Dr. William Cheshire, who declined to give an interview to CBS News, issued a 7-page affidavit after a 90-minute bedside visit saying she is in fact minimally conscious, and can feel pain.
"The visitor has a distinct sense of the presence of a living human being," he writes, "who seems at some level to be aware of some things around her."
"That's totally bogus," responds Dr. Ronald Cranford of the University of Minnesota, one of the eight doctors to actually examine Terri Schiavo.
Cranford says this is a perfect example of religious beliefs muddying medical waters.
"Terri's not there. She's been like this for 15 years," he says. "There's no doubt about the diagnosis and all the pro-lifers and Christian bio-ethicists in the world aren't going to change that."
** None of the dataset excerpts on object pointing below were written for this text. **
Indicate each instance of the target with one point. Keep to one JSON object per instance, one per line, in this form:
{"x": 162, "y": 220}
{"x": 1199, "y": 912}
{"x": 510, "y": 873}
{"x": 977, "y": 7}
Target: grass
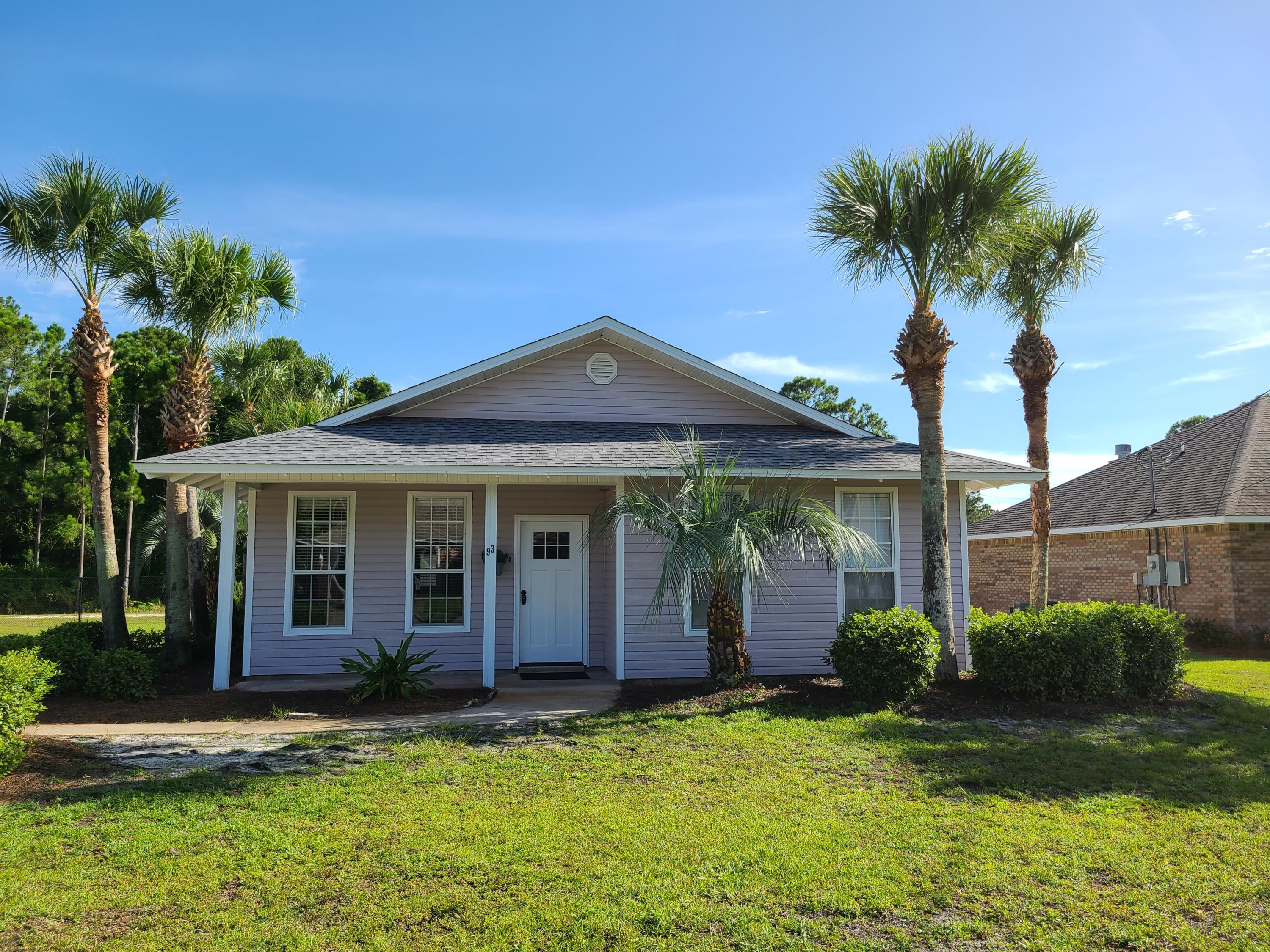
{"x": 771, "y": 819}
{"x": 36, "y": 624}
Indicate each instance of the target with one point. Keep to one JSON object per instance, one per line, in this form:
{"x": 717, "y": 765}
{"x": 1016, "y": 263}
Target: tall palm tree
{"x": 926, "y": 219}
{"x": 205, "y": 289}
{"x": 64, "y": 221}
{"x": 721, "y": 534}
{"x": 1053, "y": 253}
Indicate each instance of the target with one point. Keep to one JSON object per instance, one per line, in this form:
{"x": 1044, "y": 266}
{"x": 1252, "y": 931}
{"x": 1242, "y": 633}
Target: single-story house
{"x": 1199, "y": 542}
{"x": 455, "y": 511}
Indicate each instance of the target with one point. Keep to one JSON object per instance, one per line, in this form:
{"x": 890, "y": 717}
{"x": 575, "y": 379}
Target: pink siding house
{"x": 455, "y": 512}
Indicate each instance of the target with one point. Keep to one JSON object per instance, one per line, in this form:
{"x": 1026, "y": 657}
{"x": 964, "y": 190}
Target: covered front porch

Cranford and other neurologists say brain scans show massive damage to her cerebral hemisphere.
In the federal court hearing, Schindler lawyer David Gibbs III argued that Terri Schiavo's rights to life and privacy were being violated. Whittemore interrupted as Gibbs attempted to liken Schiavo's death to a murder.
"That is the emotional rhetoric of this case. It does not influence this court, and cannot influence this court. I want you to know it and I want the public to know it," Whittemore said.
A perimeter around the federal courthouse was evacuated during the hearing after a suspicious backpack was found outside. The hearing was not interrupted, and the package was safely detonated using a remote device.
On Thursday evening, a man was arrested after he went to a gun store in Seminole and threatened its owner with a box cutter while demanding a weapon to "rescue" Terri Schiavo, the Pinellas County sheriff's office said.
Terri Schiavo suffered brain damage in 1990 when her heart stopped briefly from a chemical imbalance believed to have been brought on by an eating disorder. She left no living will, but her husband argued that she told him she would not want to be kept alive artificially. Her parents dispute that, and contend she could get better.
The dispute has led to what may be the longest, most heavily litigated right-to-die case in U.S. history.
Earlier Thursday, the U.S. Supreme Court, without explanation, refused to order the feeding tube reinserted. The case worked its way through the federal courts and reached the Supreme Court after Congress passed an extraordinary law over the weekend to let the Schindlers take their case to federal court.